Een badmuts met elektroden kan in de ambulance een groot herseninfarct herkennen. Daarmee kunnen patiënten in de toekomst sneller naar het juiste ziekenhuis. Dat kan levens redden, verwachten de bedenkers van de mobiele EEG-techniek.
Het Amsterdam UMC testte de elektrodenbadmuts vier jaar in twaalf ambulances en publiceert het onderzoek deze week in Neurology.
Bij een beroerte is het zaak snel te weten of de patiënt een groot herseninfarct heeft, waarbij een bloedprop een groot bloedvat in de hersenen afsluit. Bij zo’n infarct kan de bloedprop via een katheter vanuit de lies uit het bloedvat worden verwijderd, maar er zijn slechts 17 ziekenhuizen in Nederland die deze ingreep uitvoeren. Een infuus met bloedverdunners kunnen patiënten met een klein infarct in elk ziekenhuis krijgen.
Groot of klein bloedvat
Met de badmuts, ontwikkeld door een neuroloog, een klinisch technoloog en een hoogleraar artificiële intelligentie van het Amsterdam UMC, kunnen verpleegkundigen in de ambulance al een hersenfilmpje maken en zien of de prop in een groot of klein bloedvat zit. In het strakke mutsje zitten aan beide kanten van het hoofd vier elektroden. De puntjes maken contact met de hoofdhuid en meten zo de elektrische activiteit op specifieke plekken in de hersenen. Op een tablet in een lichtgewicht EEG-koffertje is de activiteit af te lezen. Een opname van tien seconden moet straks genoeg zijn om een beeld te krijgen.
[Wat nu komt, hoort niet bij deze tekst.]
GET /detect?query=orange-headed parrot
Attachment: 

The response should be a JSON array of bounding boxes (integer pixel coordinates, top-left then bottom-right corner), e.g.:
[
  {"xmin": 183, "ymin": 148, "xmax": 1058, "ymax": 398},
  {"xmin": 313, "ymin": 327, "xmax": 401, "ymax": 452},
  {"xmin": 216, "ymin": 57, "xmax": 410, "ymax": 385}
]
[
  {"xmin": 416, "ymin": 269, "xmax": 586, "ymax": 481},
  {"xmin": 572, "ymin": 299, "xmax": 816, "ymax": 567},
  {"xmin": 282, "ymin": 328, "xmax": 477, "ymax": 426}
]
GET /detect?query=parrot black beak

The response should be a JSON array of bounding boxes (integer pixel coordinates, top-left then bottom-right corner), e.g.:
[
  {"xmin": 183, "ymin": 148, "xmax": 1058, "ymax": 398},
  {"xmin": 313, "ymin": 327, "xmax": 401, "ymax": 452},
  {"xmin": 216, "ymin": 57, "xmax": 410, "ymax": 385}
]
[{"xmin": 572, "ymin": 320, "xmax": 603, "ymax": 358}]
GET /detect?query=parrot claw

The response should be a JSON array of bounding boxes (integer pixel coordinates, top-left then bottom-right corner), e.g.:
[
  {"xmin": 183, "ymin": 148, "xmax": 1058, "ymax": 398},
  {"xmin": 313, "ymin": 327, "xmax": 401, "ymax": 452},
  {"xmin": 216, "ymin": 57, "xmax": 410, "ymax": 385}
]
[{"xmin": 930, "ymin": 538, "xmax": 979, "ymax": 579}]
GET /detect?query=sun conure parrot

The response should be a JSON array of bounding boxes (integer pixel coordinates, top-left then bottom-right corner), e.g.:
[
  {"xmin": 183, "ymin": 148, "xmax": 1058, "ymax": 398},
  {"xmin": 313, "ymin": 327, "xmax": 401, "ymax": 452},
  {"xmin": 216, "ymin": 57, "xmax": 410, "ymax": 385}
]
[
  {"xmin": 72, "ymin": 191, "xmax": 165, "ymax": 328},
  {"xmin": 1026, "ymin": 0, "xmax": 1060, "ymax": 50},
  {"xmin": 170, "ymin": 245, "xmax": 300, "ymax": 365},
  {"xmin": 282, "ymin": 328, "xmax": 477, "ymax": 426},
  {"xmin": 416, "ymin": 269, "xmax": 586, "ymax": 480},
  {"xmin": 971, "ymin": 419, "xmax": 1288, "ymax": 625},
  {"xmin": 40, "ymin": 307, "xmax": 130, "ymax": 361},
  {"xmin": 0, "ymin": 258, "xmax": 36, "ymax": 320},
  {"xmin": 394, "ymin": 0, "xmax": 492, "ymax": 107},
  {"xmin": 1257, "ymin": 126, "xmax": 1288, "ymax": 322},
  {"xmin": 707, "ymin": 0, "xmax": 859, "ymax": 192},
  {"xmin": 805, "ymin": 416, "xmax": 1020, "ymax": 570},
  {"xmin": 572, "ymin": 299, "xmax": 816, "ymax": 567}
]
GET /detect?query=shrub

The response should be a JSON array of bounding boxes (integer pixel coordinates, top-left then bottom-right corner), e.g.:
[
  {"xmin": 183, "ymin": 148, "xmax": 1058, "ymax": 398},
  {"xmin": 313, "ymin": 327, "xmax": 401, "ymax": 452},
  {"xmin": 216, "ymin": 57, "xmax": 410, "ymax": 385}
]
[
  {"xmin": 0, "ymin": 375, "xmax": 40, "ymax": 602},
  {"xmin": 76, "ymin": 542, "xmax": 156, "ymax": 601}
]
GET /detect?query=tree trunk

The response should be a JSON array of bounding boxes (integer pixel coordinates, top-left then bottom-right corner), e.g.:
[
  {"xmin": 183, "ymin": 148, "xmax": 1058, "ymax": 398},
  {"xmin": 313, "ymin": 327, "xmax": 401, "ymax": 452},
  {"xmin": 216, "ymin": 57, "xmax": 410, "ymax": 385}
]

Nu kunnen ambulancemedewerkers op basis van verschijnselen zoals eenzijdige verlamming en een scheve mond wel vermoeden dat iemand een beroerte heeft, maar pas op een CT-scan in het ziekenhuis is te zien of het om een hersenbloeding of een infarct gaat en welke bloedvaten verstopt zijn. Daarom rijdt de ambulance in de regel naar het dichtstbijzijnde ziekenhuis.
Elke dag krijgen circa 90 mensen in Nederland een herseninfarct. „Meer dan de helft van de patiënten met een groot infarct gaat niet meteen naar het goede ziekenhuis”, zegt Jonathan Coutinho, neuroloog in het Amsterdam UMC. „Intussen sterven er elke minuut hersencellen. Hoe sneller de ingreep, hoe kleiner de kans dat de patiënt overlijdt of blijvend invalide raakt. Een snelle operatie kan het verschil betekenen tussen een verpleeghuis of de volgende dag weer naar huis.”
Het ging in deze eerste proef, gefinancierd door de Hartstichting, nog om kleine aantallen – zes van de 212 patiënten hadden een groot herseninfarct. Meer patiënten namen deel aan het onderzoek, maar onder tijdsdruk lukte het in de ambulance niet altijd om de nieuwe, extra handeling goed uit te voeren. Patiënten moesten bovendien achteraf toestemming geven voor het gebruik van de data. „De resultaten zijn desalniettemin hoopgevend”, zegt Coutinho. Grofweg 80 procent van de grote herseninfarcten werd herkend. Alle patiënten kregen na de badmuts nog een CT-scan in het ziekenhuis, voor een driedimensionaal beeld van de hersenen.
Een vervolgstudie is inmiddels begonnen om met meer data het algoritme voor de herkenning van een groot herseninfarct verder te kunnen verbeteren.